Elsewhere, notable missed targets include design and technology (450 recruited against a target of 1,030), languages (1,105 against 1,390), and geography (602 against 740).
Among ASCL’s concerns is the complexity of the different training options, which currently include School-Centred Initial Teacher Training (SCITT), School Direct, Teach First and Troops to Teachers, as well as the traditional post-graduate route. The entry requirements are the same for each option, but the training and methods of assessment vary.
ASCL’s route map is a single page document that explains each route and includes relevant hyperlinks. Alongside this, ASCL’s 10-point plan recommends that the government expands the number and autonomy of SCITT networks.

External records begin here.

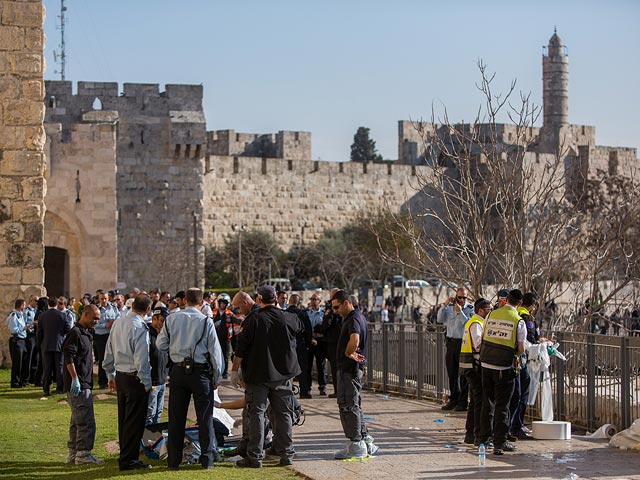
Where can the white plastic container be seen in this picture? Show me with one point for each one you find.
(552, 430)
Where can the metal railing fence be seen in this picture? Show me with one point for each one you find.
(599, 382)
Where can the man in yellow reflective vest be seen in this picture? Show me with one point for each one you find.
(470, 366)
(503, 339)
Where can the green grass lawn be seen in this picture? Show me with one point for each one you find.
(34, 433)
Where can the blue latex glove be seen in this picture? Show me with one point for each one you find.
(75, 387)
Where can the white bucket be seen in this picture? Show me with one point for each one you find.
(552, 430)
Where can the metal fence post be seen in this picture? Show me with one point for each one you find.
(625, 384)
(385, 357)
(401, 373)
(420, 378)
(591, 381)
(440, 362)
(560, 405)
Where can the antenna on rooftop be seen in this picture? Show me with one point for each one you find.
(61, 57)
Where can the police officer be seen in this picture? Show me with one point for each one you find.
(502, 340)
(192, 343)
(126, 363)
(267, 352)
(108, 315)
(18, 345)
(470, 366)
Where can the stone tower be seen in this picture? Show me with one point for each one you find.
(555, 92)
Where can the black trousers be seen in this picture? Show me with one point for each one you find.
(474, 380)
(518, 404)
(305, 375)
(497, 387)
(99, 347)
(458, 388)
(182, 387)
(52, 367)
(33, 350)
(316, 353)
(19, 360)
(133, 400)
(329, 351)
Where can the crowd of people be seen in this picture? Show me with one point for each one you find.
(142, 341)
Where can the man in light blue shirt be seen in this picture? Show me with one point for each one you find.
(128, 369)
(192, 342)
(316, 314)
(453, 315)
(108, 315)
(18, 345)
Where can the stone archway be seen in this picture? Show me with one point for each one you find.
(59, 236)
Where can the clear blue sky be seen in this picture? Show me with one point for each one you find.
(330, 66)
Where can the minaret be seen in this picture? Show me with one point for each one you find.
(555, 91)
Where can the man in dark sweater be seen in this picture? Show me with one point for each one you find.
(78, 383)
(159, 361)
(52, 327)
(267, 352)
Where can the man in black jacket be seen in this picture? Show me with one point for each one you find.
(78, 383)
(266, 350)
(303, 344)
(52, 327)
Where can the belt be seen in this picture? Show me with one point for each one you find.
(182, 364)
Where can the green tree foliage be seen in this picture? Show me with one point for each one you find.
(363, 148)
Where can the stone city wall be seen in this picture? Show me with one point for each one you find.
(22, 140)
(161, 144)
(296, 201)
(81, 201)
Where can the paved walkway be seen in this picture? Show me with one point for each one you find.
(413, 444)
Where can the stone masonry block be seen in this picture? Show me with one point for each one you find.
(34, 188)
(33, 90)
(21, 163)
(35, 138)
(10, 275)
(34, 39)
(11, 38)
(23, 14)
(28, 211)
(9, 188)
(32, 276)
(12, 232)
(12, 138)
(24, 113)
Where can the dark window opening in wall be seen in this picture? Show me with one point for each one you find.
(613, 162)
(56, 271)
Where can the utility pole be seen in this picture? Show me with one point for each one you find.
(61, 57)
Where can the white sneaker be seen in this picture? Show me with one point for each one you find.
(71, 457)
(352, 450)
(83, 458)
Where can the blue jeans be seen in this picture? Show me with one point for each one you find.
(156, 404)
(349, 385)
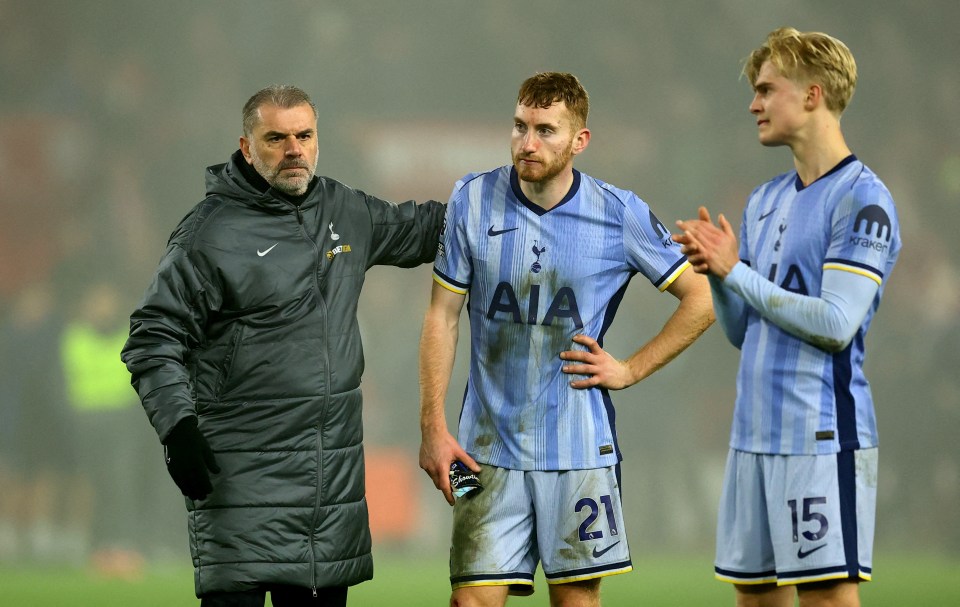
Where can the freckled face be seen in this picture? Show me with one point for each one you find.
(777, 105)
(542, 142)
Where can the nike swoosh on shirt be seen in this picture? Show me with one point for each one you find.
(598, 553)
(262, 253)
(492, 232)
(801, 554)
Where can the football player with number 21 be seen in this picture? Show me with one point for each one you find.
(545, 253)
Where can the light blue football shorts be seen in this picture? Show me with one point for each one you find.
(569, 521)
(792, 519)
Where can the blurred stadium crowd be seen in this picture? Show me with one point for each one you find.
(109, 113)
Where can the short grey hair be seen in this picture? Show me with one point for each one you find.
(280, 95)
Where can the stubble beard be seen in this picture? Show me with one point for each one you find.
(547, 171)
(293, 185)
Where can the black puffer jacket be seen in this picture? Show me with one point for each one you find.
(250, 324)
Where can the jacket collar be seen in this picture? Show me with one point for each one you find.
(239, 180)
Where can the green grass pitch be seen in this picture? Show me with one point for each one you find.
(403, 579)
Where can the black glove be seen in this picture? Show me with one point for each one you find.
(189, 458)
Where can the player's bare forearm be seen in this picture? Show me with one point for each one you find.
(693, 316)
(438, 343)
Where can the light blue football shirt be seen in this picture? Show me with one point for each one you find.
(792, 397)
(535, 279)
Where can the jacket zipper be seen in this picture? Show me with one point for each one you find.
(326, 398)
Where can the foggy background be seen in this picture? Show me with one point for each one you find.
(110, 111)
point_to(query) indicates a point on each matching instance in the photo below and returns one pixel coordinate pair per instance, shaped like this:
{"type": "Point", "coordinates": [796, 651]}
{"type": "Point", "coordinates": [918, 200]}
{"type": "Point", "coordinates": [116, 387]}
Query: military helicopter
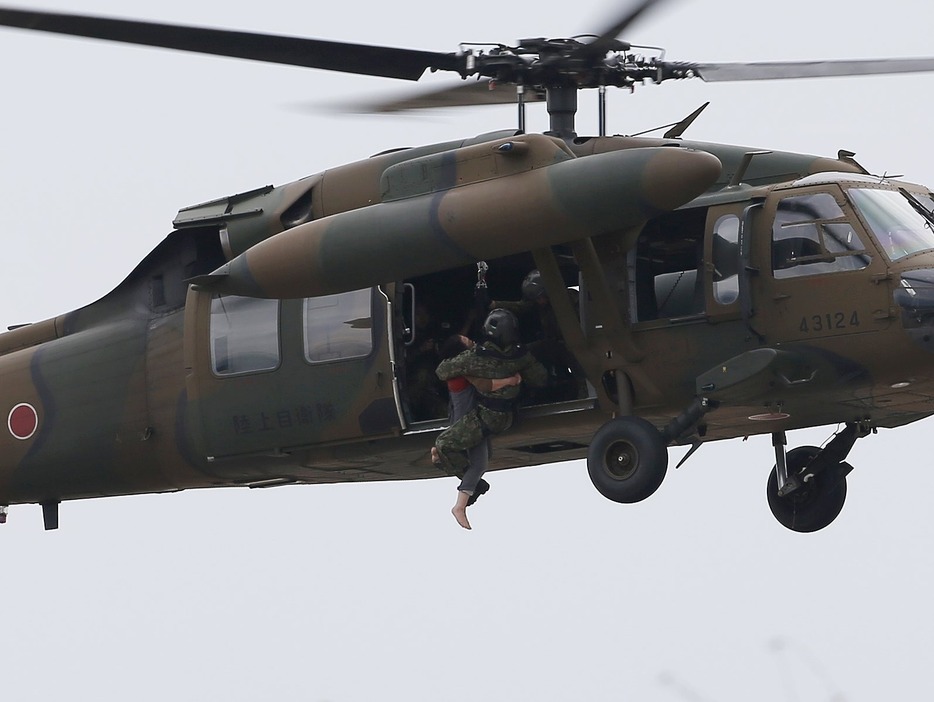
{"type": "Point", "coordinates": [273, 336]}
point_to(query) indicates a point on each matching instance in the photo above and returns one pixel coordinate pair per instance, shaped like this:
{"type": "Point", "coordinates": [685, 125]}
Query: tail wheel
{"type": "Point", "coordinates": [627, 459]}
{"type": "Point", "coordinates": [819, 499]}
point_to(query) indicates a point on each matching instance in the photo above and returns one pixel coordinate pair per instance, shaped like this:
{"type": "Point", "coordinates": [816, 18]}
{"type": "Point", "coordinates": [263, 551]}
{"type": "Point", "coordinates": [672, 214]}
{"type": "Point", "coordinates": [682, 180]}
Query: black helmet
{"type": "Point", "coordinates": [532, 286]}
{"type": "Point", "coordinates": [502, 328]}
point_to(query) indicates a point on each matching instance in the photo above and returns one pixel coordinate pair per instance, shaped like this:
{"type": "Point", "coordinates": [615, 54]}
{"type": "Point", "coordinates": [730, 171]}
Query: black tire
{"type": "Point", "coordinates": [627, 459]}
{"type": "Point", "coordinates": [817, 502]}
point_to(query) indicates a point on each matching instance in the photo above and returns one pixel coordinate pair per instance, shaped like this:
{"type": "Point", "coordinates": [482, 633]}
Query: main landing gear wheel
{"type": "Point", "coordinates": [627, 459]}
{"type": "Point", "coordinates": [818, 500]}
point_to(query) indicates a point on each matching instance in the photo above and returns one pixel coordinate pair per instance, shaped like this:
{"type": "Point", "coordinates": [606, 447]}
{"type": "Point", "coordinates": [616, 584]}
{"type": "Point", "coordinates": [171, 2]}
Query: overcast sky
{"type": "Point", "coordinates": [354, 593]}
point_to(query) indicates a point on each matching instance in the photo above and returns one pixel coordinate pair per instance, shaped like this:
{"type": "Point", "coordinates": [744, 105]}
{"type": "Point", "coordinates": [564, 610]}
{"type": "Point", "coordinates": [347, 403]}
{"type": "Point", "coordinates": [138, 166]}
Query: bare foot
{"type": "Point", "coordinates": [460, 514]}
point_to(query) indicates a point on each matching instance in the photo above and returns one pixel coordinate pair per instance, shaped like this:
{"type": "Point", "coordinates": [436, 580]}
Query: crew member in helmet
{"type": "Point", "coordinates": [500, 356]}
{"type": "Point", "coordinates": [565, 374]}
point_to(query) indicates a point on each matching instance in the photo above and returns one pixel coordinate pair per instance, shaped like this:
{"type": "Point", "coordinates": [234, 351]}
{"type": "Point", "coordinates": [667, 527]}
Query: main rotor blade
{"type": "Point", "coordinates": [606, 38]}
{"type": "Point", "coordinates": [361, 59]}
{"type": "Point", "coordinates": [460, 95]}
{"type": "Point", "coordinates": [714, 72]}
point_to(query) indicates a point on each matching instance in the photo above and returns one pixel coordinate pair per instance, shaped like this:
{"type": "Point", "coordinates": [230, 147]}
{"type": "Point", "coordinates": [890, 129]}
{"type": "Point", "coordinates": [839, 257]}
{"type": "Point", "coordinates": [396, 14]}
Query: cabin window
{"type": "Point", "coordinates": [244, 334]}
{"type": "Point", "coordinates": [338, 327]}
{"type": "Point", "coordinates": [811, 236]}
{"type": "Point", "coordinates": [667, 266]}
{"type": "Point", "coordinates": [900, 221]}
{"type": "Point", "coordinates": [726, 260]}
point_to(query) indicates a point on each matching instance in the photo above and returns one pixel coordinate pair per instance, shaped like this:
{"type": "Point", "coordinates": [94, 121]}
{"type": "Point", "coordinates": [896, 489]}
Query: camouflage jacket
{"type": "Point", "coordinates": [488, 361]}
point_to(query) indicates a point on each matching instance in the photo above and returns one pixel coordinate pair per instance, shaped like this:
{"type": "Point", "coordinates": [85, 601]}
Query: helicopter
{"type": "Point", "coordinates": [788, 291]}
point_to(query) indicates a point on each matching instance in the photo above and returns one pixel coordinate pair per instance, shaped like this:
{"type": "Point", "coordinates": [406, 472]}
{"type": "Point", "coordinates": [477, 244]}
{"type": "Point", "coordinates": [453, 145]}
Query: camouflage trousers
{"type": "Point", "coordinates": [468, 431]}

It also suggests paying back a proportion of students’ loans each year for as long as they remain in state-funded schools and implementing the recommendations of the recent Carter Review of initial teacher training. The plan adds: “Develop a core curriculum for initial teacher education including a strong foundation in subject knowledge and the method and practice of teaching, behaviour management, assessment and preparation for teaching students with special educational needs and disabilities.”
Anecdotally, headteachers in the survey reported an array of challenges. One head in the South of England has advertised for a head of maths twice and so far has had just one applicant.
Another head in the East of England said: “A recent advert for head of English drew two candidates, both with insufficient relevant experience. Head of ICT/computing drew a field of two suitable candidates out of four applicants. Teacher of maths drew one suitable applicant from a pool of two. It is very bleak and there is a distinct lack of choice.”
A headteacher in North Yorkshire said: “Across the schools in our region recruitment is becoming a significant factor in preventing school improvement. Maths, physics and now good-quality English candidates are in very short supply and schools in challenging circumstances are facing the future with little hope of recruiting credible candidates. Recruitment to leadership positions is harder still with heads of maths positions being regularly re-advertised.”
An assistant headteacher in the Midlands, whose school is judged outstanding, had two applications for a recent full-time permanent English post. They said: “We have experienced similar difficulties with maths and science, physics especially. We have recently lost long-standing members of the maths department to local schools with academy status who are offering more pay for a similar role.”
SecEd advisory board members echoed the concerns, with one headteacher listing four key recruitment problems. He said: “Fields are thin and for some posts there are no applications. The quality of applications is in decline. Fewer colleagues seem to be willing to move for promotion. Existing colleagues are increasingly aware of the mismatch between supply and demand and are more willing and able to seek to negotiate retention allowances, etc.”
ASCL general secretary Brian Lightman said: “The existing teacher supply model does not work. Schools all over the country are experiencing unprecedented difficulties recruiting trainees, qualified teachers, middle and senior leaders.
“The next government must act urgently to ensure that effective processes are put in place to model numbers of teachers needed in each sector and region and then promote the status and value of teaching as a profession.”